Aug. 2 (Bloomberg) -- Chile’s peso fell as U.S. consumer spending dropped unexpectedly for the first time in two years and copper prices slid for the second day in a row.
The peso decreased 0.4 percent to 458.83 pesos per U.S. dollar at 1:31 p.m. New York time, from 456.85 yesterday.
“The U.S. data on income and personal spending came out lower than expected, which is having a depreciative effect on emerging-market currencies like the Chilean peso,” Raul Lopez, head currency trader at Banco Penta, said in a phone interview from Santiago. “Copper is also depreciating today, which is adding to the pressure against the peso.”

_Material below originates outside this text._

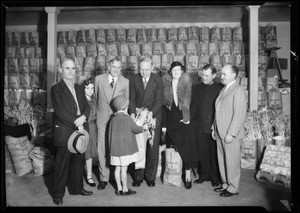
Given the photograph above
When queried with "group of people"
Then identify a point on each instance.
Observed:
(204, 122)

Consumer spending in the U.S. dropped 0.2 percent in June after rising 0.1 percent the month before, Commerce Department figures showed today. The median forecast in a Bloomberg survey was for a gain of 0.1 percent. Incomes expanded at the slowest pace since November and the savings rate rose.
Copper, which accounts for half of Chile’s exports, dropped 0.4 percent. It has tumbled 2 percent in the last two days.
Chile’s one-year interest-rate swap rate, which reflects traders’ views of future rates, fell seven basis points, or 0.07 percentage point, to 5.48 percent.